By using declare_args, you can change configuration values on the command line at build time:

C++

$ fx set core.qemu-x64 \
  --with //examples/components/config \
  --args='config_example_cpp_greeting="C++ CLI Override"'

Rust

$ fx set core.qemu-x64 \
  --with //examples/components/config \
  --args='config_example_rust_greeting="Rust CLI Override"'

Package the component and values

To package a component and a set of values together, add the fuchsia_component and fuchsia_structured_config_values rules as dependencies of a fuchsia_package.

C++

fuchsia_package("cpp_config_example") {
  deps = [
    ":component",
    ":values_from_gn",
  ]
}

Rust

fuchsia_package("rust_config_example") {
  deps = [
    ":component",
    ":values_from_gn",
  ]
}

The build system verifies your component's configuration schema and value file. A component with a faulty configuration (for example: field mismatch, bad constraints, missing value file) will fail to build.

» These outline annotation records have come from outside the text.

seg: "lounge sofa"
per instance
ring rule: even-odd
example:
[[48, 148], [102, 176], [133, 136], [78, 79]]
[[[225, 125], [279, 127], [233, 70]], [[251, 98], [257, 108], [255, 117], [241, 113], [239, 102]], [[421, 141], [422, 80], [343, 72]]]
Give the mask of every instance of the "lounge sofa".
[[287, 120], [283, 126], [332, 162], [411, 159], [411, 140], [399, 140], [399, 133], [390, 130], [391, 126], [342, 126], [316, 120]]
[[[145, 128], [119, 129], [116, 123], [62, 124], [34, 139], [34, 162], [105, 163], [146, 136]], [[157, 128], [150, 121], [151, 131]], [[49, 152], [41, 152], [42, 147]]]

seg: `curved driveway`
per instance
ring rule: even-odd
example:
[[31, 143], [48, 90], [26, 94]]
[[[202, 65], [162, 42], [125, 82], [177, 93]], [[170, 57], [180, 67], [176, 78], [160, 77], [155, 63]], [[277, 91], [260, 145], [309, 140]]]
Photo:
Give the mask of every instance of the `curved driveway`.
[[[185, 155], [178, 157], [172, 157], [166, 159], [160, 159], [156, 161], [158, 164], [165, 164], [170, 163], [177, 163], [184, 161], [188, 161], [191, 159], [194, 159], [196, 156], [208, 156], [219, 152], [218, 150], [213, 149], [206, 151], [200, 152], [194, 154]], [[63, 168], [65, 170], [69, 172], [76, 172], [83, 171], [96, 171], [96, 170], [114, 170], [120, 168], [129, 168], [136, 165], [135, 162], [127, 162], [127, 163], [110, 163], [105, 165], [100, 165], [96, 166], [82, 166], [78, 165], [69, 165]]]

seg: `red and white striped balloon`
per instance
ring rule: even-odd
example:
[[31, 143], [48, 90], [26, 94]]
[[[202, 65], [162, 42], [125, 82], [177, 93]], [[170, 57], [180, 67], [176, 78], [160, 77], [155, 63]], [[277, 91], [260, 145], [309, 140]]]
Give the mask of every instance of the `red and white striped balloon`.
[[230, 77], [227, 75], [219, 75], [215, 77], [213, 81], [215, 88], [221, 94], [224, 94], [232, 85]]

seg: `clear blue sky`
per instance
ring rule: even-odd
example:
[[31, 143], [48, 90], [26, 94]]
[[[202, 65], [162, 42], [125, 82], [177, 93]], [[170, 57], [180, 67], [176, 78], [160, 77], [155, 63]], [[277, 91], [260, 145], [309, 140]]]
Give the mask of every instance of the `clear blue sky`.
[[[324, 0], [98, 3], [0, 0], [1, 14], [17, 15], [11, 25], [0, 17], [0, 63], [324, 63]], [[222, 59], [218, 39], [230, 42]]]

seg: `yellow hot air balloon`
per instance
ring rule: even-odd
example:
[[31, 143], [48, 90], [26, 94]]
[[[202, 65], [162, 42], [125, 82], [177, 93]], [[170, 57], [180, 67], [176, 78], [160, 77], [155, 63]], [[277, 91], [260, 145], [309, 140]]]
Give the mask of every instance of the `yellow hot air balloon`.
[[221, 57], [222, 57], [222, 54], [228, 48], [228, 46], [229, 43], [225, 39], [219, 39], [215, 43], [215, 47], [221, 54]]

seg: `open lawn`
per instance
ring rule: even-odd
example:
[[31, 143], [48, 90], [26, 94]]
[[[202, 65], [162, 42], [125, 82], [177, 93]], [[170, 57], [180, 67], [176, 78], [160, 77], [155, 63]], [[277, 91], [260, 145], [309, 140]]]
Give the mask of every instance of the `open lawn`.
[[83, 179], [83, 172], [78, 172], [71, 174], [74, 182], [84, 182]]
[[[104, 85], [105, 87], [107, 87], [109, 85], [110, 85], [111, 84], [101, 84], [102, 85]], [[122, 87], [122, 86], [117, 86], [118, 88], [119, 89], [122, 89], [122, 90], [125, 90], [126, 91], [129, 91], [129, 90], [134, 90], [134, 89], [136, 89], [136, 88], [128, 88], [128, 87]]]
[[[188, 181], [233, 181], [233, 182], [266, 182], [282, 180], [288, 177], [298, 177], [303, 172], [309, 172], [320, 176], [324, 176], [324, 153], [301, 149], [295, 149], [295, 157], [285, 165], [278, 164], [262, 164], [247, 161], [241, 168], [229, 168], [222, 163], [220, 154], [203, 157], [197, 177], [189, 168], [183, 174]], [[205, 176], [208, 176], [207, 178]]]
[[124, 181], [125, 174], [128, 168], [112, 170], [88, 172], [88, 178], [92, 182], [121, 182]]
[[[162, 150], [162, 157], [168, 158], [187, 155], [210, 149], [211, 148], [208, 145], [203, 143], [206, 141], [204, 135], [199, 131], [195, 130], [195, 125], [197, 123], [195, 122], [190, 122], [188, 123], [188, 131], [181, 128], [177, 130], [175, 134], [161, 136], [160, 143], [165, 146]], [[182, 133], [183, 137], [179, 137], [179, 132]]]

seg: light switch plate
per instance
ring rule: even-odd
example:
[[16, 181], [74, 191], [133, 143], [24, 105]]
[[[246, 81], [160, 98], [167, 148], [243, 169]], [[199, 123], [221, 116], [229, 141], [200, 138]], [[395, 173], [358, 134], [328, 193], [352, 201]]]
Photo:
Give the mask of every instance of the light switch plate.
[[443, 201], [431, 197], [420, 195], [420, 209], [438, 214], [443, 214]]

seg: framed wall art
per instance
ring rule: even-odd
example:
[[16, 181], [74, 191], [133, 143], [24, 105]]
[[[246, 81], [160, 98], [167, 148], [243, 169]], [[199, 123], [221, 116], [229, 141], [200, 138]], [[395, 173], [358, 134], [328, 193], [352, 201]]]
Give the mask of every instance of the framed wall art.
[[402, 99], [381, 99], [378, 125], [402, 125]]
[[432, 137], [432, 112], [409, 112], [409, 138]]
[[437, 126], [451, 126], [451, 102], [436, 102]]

Checking the configuration

Component manager validates a component's configuration when the component is resolved.

Use ffx component show to print out a components configuration key-value pairs. The component does not have to be running for this to work.

$ ffx component show config_example
                Moniker: /core/ffx-laboratory:config_example
        Component State: Resolved
                      ...
          Configuration: greeting -> "World"
                      ...

Reading the configuration

Components read their resolved configuration values with a generated library. Generate a library using the following build templates:

C++

executable("bin") {
  # ...
  deps = [
    ":example_config",

    # ...
  ]
}

fuchsia_structured_config_cpp_elf_lib("example_config") {
  cm_label = ":manifest"
}

Rust

rustc_binary("bin") {
  # ...
  deps = [
    ":example_config",

    # ...
  ]
}

fuchsia_structured_config_rust_lib("example_config") {
  cm_label = ":manifest"
}

Use the following functions from the library to read configuration values:

C++

// Import the header as if it's located in the same directory as BUILD.gn:
#include "examples/components/config/cpp/example_config.h"

...

// Retrieve configuration
auto c = example_config::Config::TakeFromStartupHandle();

Rust

use example_config::Config;

...

// Retrieve configuration
let config = Config::take_from_startup_handle();

Export configuration to Inspect

You can export a components configuration to Inspect so that it is available in crash reports. The client libraries have functions to export a component's configuration to an Inspect tree:

C++

// Record configuration to inspect
auto context = sys::ComponentContext::CreateAndServeOutgoingDirectory();
sys::ComponentInspector inspector(context.get());
inspect::Node config_node = inspector.root().CreateChild("config");
c.RecordInspect(&config_node);

Rust

// Record configuration to inspect
let inspector = fuchsia_inspect::component::inspector();
config.record_inspect(inspector.root());

Use ffx inspect show to print out the component's exported configuration:

$ ffx inspect show core/ffx-laboratory\*config_example
core/ffx-laboratory\:config_example:
  ...
  payload:
    root:
      config:
        greeting = World

Testing with Realm Builder

You can use Realm Builder to dynamically replace the configuration values of a component.

C++

realm_builder.ReplaceConfigValue(name, "greeting", "Fuchsia");

Rust

builder
    .replace_config_value_string(&config_component, "greeting", "Fuchsia")
    .await
    .unwrap();

Realm Builder validates the replaced value against the component's configuration schema.